The Netherlands wants the EU to place a tax on kerosene-based jet fuel to end what it calls the undertaxation of the aviation industry and to fight climate change. The lofty goal could prove a challenge to implement.

Two people dressed in uniforms of plane staff hold up signs for greener plane travel
Image: Martijn Beekman

The government of the Netherlands led a charge for a Europe-wide tax on jet fuel on Thursday as a two-day aviation conference opened in The Hague.

The Dutch state secretary for finance, Menno Snel, said all forms of transport, including planes, should be taxed in the same way. Currently, no European Union member nation taxes kerosene jet fuel.

The Dutch government also proposed taxing international plane tickets, which is currently done by only six EU countries. 

The initiatives are part of a drive to make the EU carbon neutral by 2050. The European Commission calls aviation one of "the fastest-growing sources of greenhouse gas emissions," one of the major contributors to global warming.

Aviation industry 'underteaxed'

At the conference, Snel cited a study that found taxing kerosene in Europe would cut aviation emissions by 11% and would have no net impact on jobs or the overall economy.

Menno Snel speaks in fron of a screen showing the earth
Snel said that taxing jet fuel would help the planet and not harm the economyImage: Martijn Beekman

Fellow conference speaker Ruud de Mooij, head of the Tax Policy Division at the International Monetary Fund, pointed out that around half the price of a tank of gas goes to taxes used to compensate for emissions, as well as pay for infrastructure projects.

"Airline travel is nearly entirely exempt from all tax, despite having many externalities of its own," he said. "Ending its undertaxation would level the playing field versus other modes of transport."

Activists have said that taxing kerosene would be the fastest way to end cost imbalances favoring air travel over the more heavily taxed car and train travel.

Conference organizers hope that the tax would incentivize people to choose less carbon-intensive modes of transport.

Read more: Swedes switch to trains due to global warming

Jet-fuel tax an EU-wide issue

Around 29 countries were attending the conference in The Hague.
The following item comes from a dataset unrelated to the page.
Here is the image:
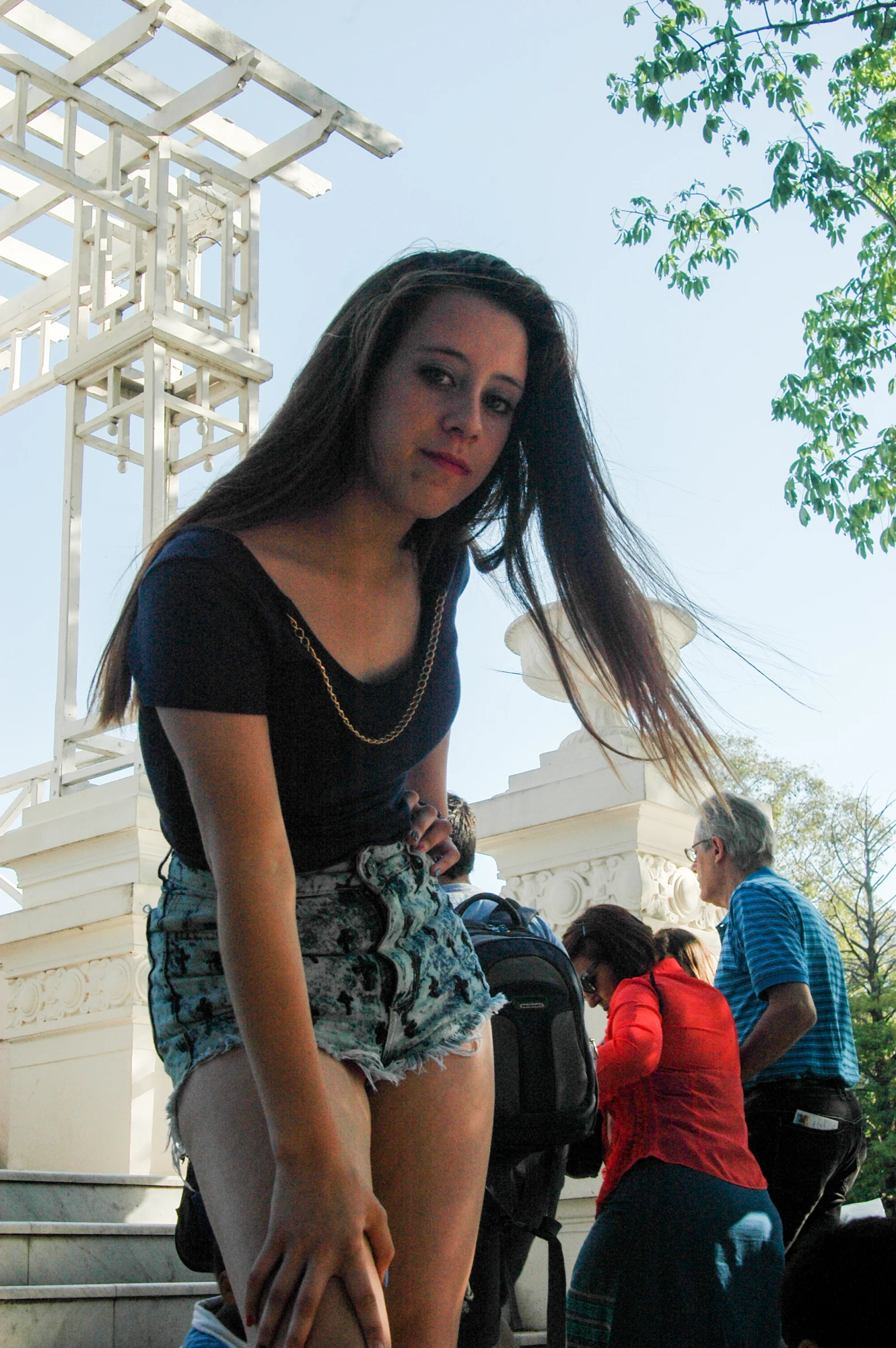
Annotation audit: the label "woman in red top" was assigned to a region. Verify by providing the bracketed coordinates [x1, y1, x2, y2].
[563, 903, 784, 1348]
It took place as European heads of state were gathered in Brussels to wrangle over key leadership positions in the EU and discuss the bloc's efforts to become carbon neutral by 2050.

Snel said the incoming president of the European Commission would quickly face the topic of the aviation industry's role in climate change.
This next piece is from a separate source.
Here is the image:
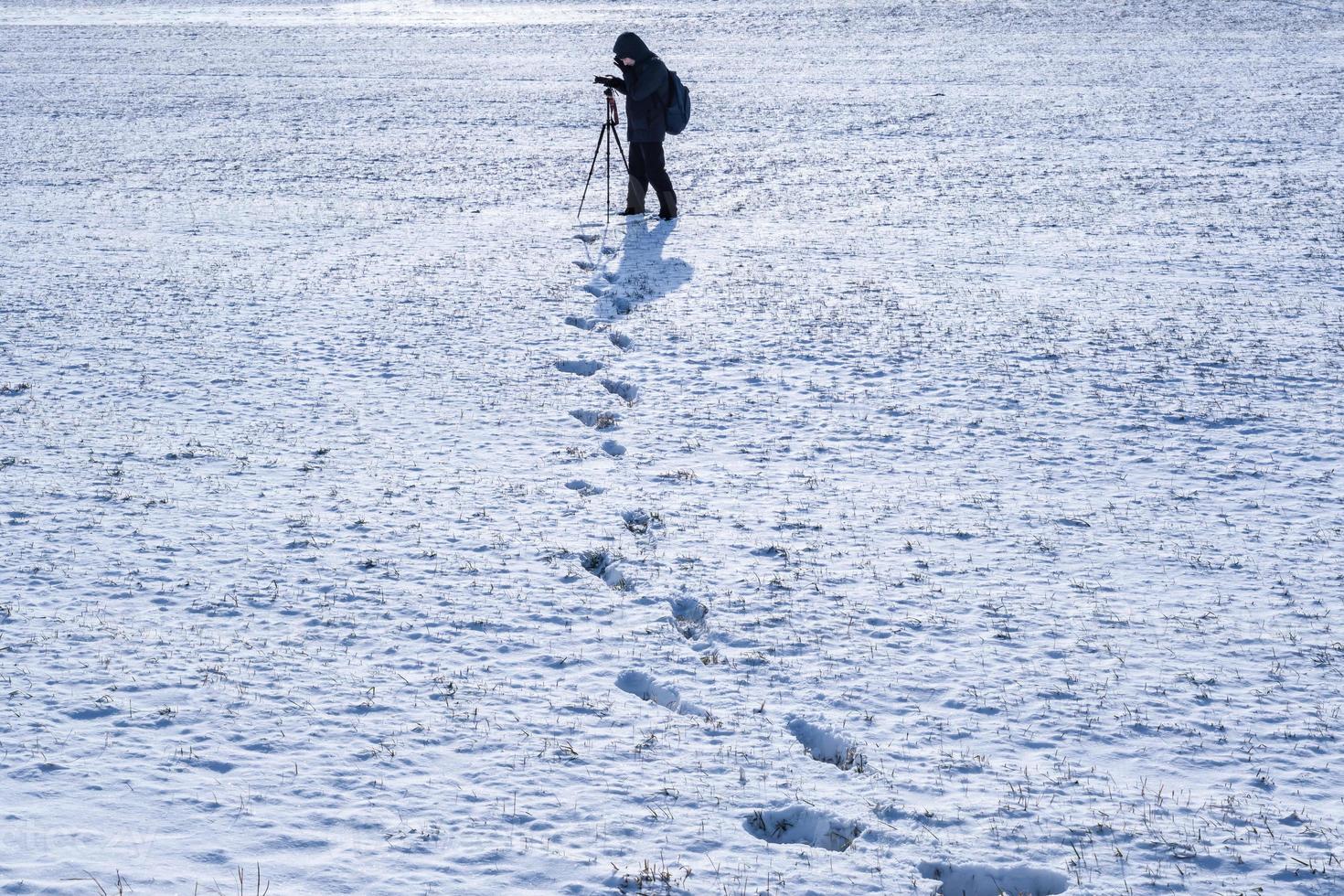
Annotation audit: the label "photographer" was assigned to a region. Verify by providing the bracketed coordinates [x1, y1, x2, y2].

"The new president of the Commission will have to present plans for the fight against climate change in Europe. It is a no-brainer that the possible contribution of the aviation sector will be put on his agenda in the first week in office," he said.

In a video message at the conference, the EU's current commissioner for economic and financial affairs, Pierre Moscovici, said enacting a kerosene tax in the EU could prove difficult, as all EU member states would have to agree on the measure and there is currently no consensus.

An airplane turbine emits fumes
Kerosene is used in jet fuel while car fuel is petroleum-basedImage: picture-alliance/imagebroker/H. Lippert

However, he welcomed the Dutch initiative and said decisive action was required in order to cut emissions.

France also backs ending tax breaks on jet fuel.

The conference hopes to present its conclusions to the new European Commission when it is sworn in later this year. 

If no EU-wide consensus can be reached, the Netherlands plans to introduce a departing ticket tax of €7.50 ($8.46) as of 2021.

Ticket taxes, which vary greatly among EU members nations, will also be discussed at the conference. The average weighted tax per person in the EU is around €11 euros. In comparison, US ticket taxes stand at around €15 and in Brazil, Mexico and Australia they are as high as €30-40.